Livre de Job

01 Sais-tu quand mettent bas les chamois du rocher ? Peux-tu observer les biches en travail ?

02 Compteras-tu les mois de leur gestation, et sais-tu l’instant de leur délivrance ?

03 Elles s’accroupissent, expulsent leurs petits, et se libèrent de leurs douleurs.

04 Leurs petits prennent des forces, grandissent en pleine nature ; ils partent et ne reviennent plus vers elles.

05 Qui a lâché l’onagre en liberté ? Qui a desserré les liens de l’âne sauvage

06 auquel j’ai assigné la steppe pour maison, la terre salée pour demeure ?

07 Il se rit du vacarme de la cité, il n’entend pas les vociférations de son maître.

08 Il explore les montagnes, son pâturage, en quête de la moindre verdure.

09 Le buffle voudra-t-il te servir, passera-t-il la nuit à ta mangeoire ?

10 L’attacheras-tu au sillon par la bride ? Pourra-t-il herser derrière toi les vallons ?

11 Lui feras-tu confiance parce que sa force est grande, lui laisseras-tu ta besogne ?

12 Compteras-tu sur lui pour rentrer ton grain et l’entasser sur ton aire ?

13 L’aile de l’autruche bat allègrement.

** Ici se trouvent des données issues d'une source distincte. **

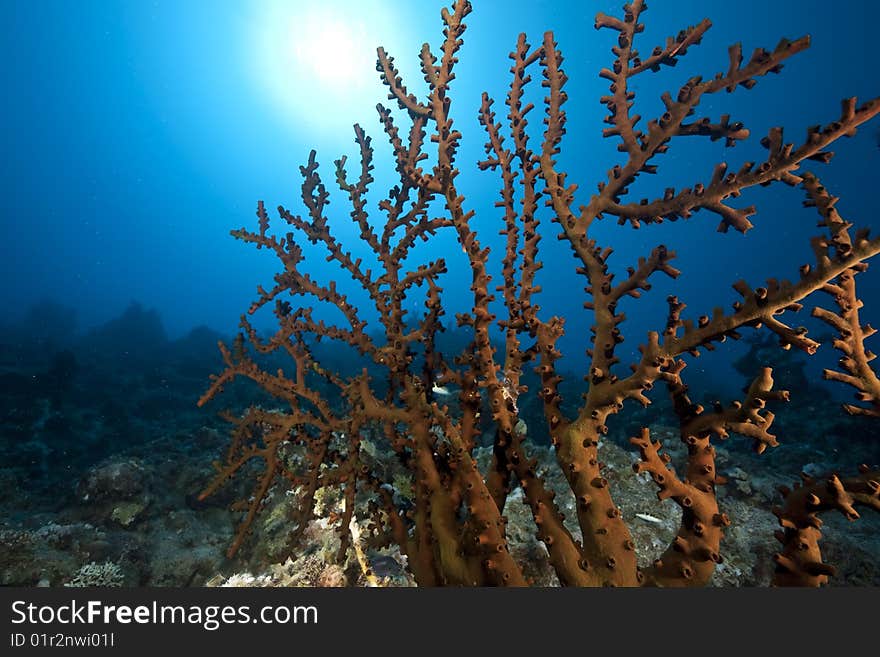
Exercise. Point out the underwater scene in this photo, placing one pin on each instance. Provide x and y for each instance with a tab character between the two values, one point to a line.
576	293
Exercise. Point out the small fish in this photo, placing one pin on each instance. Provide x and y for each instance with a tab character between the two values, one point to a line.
649	518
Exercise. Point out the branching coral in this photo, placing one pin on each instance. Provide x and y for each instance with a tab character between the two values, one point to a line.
453	531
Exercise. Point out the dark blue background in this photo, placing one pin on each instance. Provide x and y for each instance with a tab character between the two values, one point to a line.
135	135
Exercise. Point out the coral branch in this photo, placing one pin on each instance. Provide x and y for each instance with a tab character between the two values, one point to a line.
400	441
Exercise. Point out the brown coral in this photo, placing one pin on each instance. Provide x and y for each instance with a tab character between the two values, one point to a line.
454	530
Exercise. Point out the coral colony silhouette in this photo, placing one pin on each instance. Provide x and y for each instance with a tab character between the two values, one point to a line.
451	529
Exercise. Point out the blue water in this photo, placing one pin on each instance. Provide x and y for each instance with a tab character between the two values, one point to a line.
138	134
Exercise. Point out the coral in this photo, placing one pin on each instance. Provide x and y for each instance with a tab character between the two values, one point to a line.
452	529
98	574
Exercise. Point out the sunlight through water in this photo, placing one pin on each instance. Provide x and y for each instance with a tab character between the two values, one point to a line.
318	54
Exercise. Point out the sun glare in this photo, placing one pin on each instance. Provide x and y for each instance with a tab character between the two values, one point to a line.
316	61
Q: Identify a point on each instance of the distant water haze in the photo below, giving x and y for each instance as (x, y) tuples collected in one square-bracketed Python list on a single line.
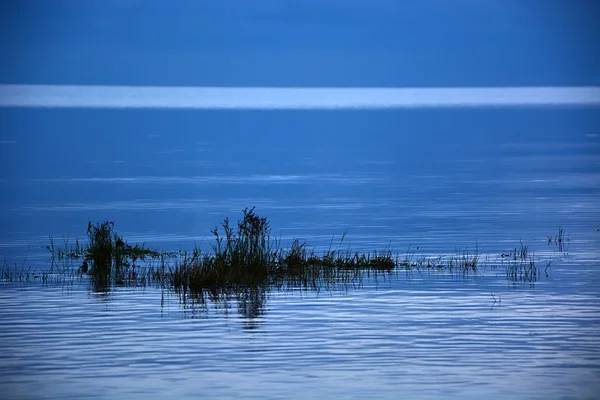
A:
[(274, 98)]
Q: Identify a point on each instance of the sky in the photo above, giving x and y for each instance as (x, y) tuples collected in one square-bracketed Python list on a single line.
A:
[(309, 43)]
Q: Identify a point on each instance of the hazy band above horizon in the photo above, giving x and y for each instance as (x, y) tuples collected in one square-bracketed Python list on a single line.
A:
[(274, 98)]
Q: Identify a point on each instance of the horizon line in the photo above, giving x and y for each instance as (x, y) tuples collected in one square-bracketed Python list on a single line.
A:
[(292, 98)]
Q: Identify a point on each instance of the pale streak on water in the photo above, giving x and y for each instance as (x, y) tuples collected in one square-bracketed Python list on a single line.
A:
[(419, 336)]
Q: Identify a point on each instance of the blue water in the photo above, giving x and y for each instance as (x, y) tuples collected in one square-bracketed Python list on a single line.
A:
[(438, 180)]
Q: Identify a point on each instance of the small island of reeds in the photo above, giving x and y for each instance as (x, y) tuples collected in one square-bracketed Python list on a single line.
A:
[(245, 255)]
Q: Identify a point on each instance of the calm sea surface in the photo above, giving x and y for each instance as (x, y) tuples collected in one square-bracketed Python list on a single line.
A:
[(440, 181)]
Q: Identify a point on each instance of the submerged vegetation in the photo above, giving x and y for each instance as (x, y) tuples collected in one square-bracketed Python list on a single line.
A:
[(244, 258)]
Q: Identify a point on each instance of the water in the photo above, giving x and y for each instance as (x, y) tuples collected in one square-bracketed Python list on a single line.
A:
[(439, 180)]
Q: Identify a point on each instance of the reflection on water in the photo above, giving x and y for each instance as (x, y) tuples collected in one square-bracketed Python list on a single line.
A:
[(442, 181), (425, 335)]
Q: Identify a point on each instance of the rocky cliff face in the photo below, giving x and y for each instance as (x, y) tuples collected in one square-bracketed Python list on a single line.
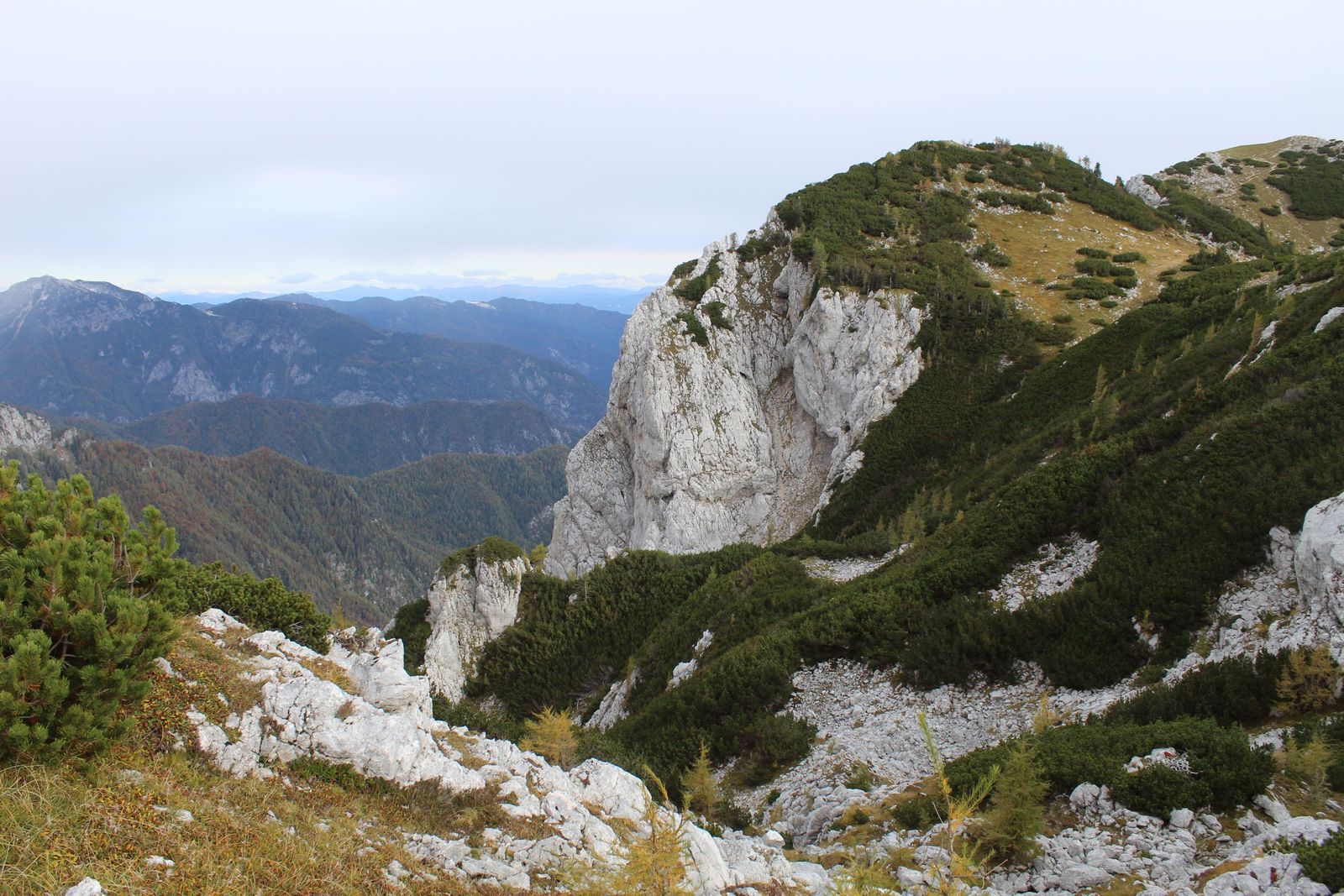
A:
[(729, 417), (1319, 558), (358, 708), (24, 432), (470, 606)]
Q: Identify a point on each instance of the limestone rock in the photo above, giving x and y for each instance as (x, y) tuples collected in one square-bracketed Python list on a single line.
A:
[(738, 438), (470, 606), (1320, 557), (612, 708), (24, 432), (1139, 187), (378, 669), (1330, 317)]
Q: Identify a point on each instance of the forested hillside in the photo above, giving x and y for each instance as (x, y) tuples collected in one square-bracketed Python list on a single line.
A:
[(1175, 436), (581, 338), (365, 544), (358, 441), (81, 348)]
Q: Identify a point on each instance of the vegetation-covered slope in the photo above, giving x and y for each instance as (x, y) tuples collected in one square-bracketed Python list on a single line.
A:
[(366, 544), (1294, 188), (1175, 437), (356, 441), (581, 338), (92, 349)]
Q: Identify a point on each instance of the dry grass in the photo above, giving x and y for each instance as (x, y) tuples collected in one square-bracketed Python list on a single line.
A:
[(1304, 233), (1045, 248), (312, 831), (58, 825)]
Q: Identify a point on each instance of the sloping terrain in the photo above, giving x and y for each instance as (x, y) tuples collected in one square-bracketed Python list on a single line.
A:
[(363, 544), (584, 338), (1290, 187), (1218, 401), (356, 441)]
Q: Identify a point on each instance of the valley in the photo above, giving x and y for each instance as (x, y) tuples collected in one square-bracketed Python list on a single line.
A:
[(974, 526)]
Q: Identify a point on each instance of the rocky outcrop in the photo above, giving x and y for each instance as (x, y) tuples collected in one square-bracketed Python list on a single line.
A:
[(24, 432), (1319, 558), (355, 707), (730, 416), (470, 604), (1139, 187)]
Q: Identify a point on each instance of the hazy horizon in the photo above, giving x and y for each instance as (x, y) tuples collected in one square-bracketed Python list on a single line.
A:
[(311, 147)]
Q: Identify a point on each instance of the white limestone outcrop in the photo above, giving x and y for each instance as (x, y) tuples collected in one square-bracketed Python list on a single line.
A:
[(470, 605), (738, 438), (24, 432), (1319, 557), (354, 707)]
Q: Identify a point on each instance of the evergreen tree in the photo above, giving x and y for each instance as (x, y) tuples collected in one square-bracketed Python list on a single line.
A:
[(1016, 808), (81, 614), (1310, 681)]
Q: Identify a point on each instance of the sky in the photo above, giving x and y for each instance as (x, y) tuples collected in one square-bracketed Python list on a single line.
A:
[(306, 145)]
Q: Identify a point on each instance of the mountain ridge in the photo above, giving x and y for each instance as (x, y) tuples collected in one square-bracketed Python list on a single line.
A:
[(112, 354)]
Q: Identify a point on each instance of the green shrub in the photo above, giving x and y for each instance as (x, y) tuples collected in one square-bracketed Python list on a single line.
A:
[(1315, 184), (412, 627), (261, 604), (1093, 288), (992, 255), (772, 745), (1236, 691), (82, 614), (920, 813), (696, 288), (1159, 789), (1323, 862)]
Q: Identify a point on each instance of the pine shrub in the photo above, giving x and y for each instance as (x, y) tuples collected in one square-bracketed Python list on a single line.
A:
[(82, 614)]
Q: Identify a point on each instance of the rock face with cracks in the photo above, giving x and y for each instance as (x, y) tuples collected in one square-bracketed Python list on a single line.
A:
[(730, 416), (470, 606)]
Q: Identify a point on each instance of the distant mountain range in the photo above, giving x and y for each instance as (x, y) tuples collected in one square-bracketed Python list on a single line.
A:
[(81, 348), (581, 338), (598, 297), (355, 441), (367, 544)]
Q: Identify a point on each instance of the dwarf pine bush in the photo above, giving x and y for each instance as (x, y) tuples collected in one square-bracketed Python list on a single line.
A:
[(82, 614)]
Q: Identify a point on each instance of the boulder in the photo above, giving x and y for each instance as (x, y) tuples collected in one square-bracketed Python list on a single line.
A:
[(737, 438), (470, 604), (1319, 560)]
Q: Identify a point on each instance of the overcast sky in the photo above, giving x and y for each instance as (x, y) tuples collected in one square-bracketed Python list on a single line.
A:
[(293, 144)]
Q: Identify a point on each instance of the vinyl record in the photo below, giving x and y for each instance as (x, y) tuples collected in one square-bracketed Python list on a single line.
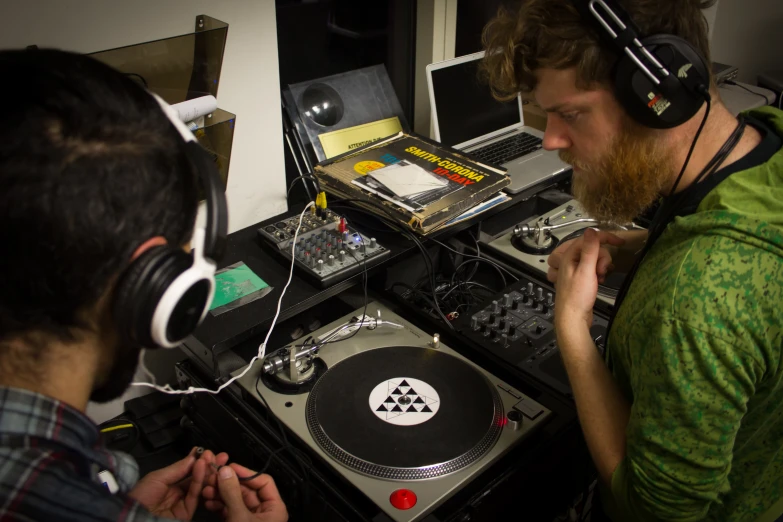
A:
[(404, 413)]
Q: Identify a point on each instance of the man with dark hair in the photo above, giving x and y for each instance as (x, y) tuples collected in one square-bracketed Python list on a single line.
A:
[(684, 419), (92, 175)]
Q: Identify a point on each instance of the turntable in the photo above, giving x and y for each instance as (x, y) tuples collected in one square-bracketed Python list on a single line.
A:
[(530, 243), (401, 416)]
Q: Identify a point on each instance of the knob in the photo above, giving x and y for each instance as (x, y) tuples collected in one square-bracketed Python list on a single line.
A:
[(514, 419)]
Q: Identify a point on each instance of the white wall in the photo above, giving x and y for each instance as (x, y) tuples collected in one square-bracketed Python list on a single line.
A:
[(248, 88), (249, 82), (747, 33), (436, 32)]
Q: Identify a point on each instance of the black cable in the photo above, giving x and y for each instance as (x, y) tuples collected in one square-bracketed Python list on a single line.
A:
[(693, 144), (731, 82), (428, 260), (140, 77)]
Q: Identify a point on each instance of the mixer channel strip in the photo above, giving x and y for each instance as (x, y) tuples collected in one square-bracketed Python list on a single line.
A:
[(517, 326), (327, 249)]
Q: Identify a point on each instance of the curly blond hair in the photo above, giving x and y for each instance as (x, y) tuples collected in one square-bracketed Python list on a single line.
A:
[(552, 34)]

Que n’a-t-elle pennage et plumage de la fidèle cigogne !

14 Quand elle abandonne ses œufs à la terre et les laisse chauffer sur la poussière,

15 elle oublie qu’un pied peut les écraser, une bête sauvage, les fouler.

16 Dure pour ses petits, comme s’ils n’étaient pas les siens, elle n’a cure du mal qu’elle s’est donné en vain,

17 car Dieu lui a refusé la sagesse et ne lui a pas départi l’intelligence.

18 Mais sitôt qu’elle se dresse pour s’élancer, elle se rit du cheval et de son cavalier.

19 Est-ce toi qui donnes au cheval la bravoure, qui revêts son cou d’une crinière ?

20 Le fais-tu bondir comme la sauterelle ? Altier, son hennissement répand l’effroi.

21 Il piaffe dans la vallée, tout joyeux de sa force, il se jette au-devant de la mêlée.

22 Il se rit de la peur et ne s’effraie pas, il ne recule pas devant l’épée.

23 Sur lui résonnent le carquois, la lance étincelante et le javelot.

24 Frémissant d’impatience, il dévore l’espace, il ne se tient plus dès que sonne le cor.

25 Quand retentit le cor, il crie : “Héah !” De loin, il flaire la bataille, tonnerre des chefs, clameur de guerre.

26 Est-ce par ton intelligence que l’épervier prend son vol, qu’il déploie ses ailes vers le sud ?

27 Est-ce sur ton ordre que l’aigle s’élève et va nicher dans les hauteurs ?

28 Il habite un rocher et passe la nuit sur une dent de roc, sa forteresse.

29 De là, il guette sa proie, ses yeux fixent les lointains.

30 Ses petits se gorgent de sang, là où sont les cadavres, là il est. »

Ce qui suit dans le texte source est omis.